Ce qui permettra à la Rdc, d’être classée parmi les premiers pays manifestant de l’intérêt particulier dans la crise du climat qui secoue le monde et l’Afrique, le continent le plus vulnérable.

A savoir, les principales thématiques autour desquelles ont gravité les assises de la COP 22 à Marrakech, se concentrent sur l’agriculture africaine, particulièrement l’agriculture familiale, qui doit prendre de l’ampleur ; sur l’agro-industrie, laquelle nécessite des espaces vastes pour les plantations à huile ; sur la foresterie communautaire ; sur la problématique de la conservation de la nature, etc.

La Rdc au cœur du combat climatique 

L’arbre est un grand secret dans cette problématique de changement climatique et une porte de solution durable.
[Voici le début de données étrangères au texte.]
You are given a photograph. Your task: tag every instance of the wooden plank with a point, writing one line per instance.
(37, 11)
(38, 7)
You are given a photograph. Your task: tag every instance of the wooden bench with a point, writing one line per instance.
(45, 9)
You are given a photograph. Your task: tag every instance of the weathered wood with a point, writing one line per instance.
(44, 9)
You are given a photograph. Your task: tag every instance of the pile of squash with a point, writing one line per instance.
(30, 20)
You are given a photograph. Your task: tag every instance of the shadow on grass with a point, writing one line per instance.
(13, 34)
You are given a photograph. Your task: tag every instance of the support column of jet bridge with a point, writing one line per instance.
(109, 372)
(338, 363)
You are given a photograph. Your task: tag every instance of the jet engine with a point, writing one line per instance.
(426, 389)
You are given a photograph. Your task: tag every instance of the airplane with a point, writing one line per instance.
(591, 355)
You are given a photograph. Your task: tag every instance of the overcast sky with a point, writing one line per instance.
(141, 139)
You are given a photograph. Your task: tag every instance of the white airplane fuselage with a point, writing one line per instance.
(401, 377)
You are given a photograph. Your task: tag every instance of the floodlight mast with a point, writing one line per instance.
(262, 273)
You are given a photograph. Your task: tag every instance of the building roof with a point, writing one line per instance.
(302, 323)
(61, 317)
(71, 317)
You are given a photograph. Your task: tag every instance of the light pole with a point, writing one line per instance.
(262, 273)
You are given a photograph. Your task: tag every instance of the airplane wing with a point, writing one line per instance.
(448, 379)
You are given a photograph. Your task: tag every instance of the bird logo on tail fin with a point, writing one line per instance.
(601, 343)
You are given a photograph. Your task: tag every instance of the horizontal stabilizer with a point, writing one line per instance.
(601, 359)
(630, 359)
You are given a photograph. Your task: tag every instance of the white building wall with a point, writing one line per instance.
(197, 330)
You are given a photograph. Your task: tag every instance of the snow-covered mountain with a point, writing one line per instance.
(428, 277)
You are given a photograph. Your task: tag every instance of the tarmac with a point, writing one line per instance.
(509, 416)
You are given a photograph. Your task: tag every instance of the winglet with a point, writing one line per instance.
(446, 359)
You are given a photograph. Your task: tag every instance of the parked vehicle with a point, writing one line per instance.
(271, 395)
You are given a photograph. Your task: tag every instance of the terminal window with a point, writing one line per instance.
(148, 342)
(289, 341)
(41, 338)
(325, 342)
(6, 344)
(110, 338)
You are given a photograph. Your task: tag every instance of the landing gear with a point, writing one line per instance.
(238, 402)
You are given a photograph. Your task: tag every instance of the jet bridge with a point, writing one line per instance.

Ce qui explique l’importance capitale que le Bassin du Congo, comme deuxième massif forestier du monde après celui de l’Amazonie au Brésil.

Et la République démocratique du Congo est au cœur des forêts du bassin du Congo (deuxième poumon mondial après l’Amazonie au Brésil) dont elle possède à elle seule, plus de 60 % de la superficie. Aussi, les forêts occupent-elles 66,5 % du territoire de la Rdc dont la superficie est de plus de 2.345.000 Km².

Coffre-fort de la biodiversité mondiale et régulateur du climat subsaharien, la Rdc représente 7% du potentiel REDD (Réduction des émissions liées à la déforestation et à la dégradation des forêts) mondial.

Voilà pourquoi, les députés congolais s’ils sont réellement conscients et responsables, doivent être interpellé afin de pouvoir accélérer la ratification de l’Accord de Paris. Ce, pour permettre au pays de faire valoir son immense richesse écologique et ses intérêts dans la crise du climat qui secoue le monde et l’Afrique comme continent le plus vulnérable ; ainsi que son importance cruciale pour l’équilibre climatique mondial.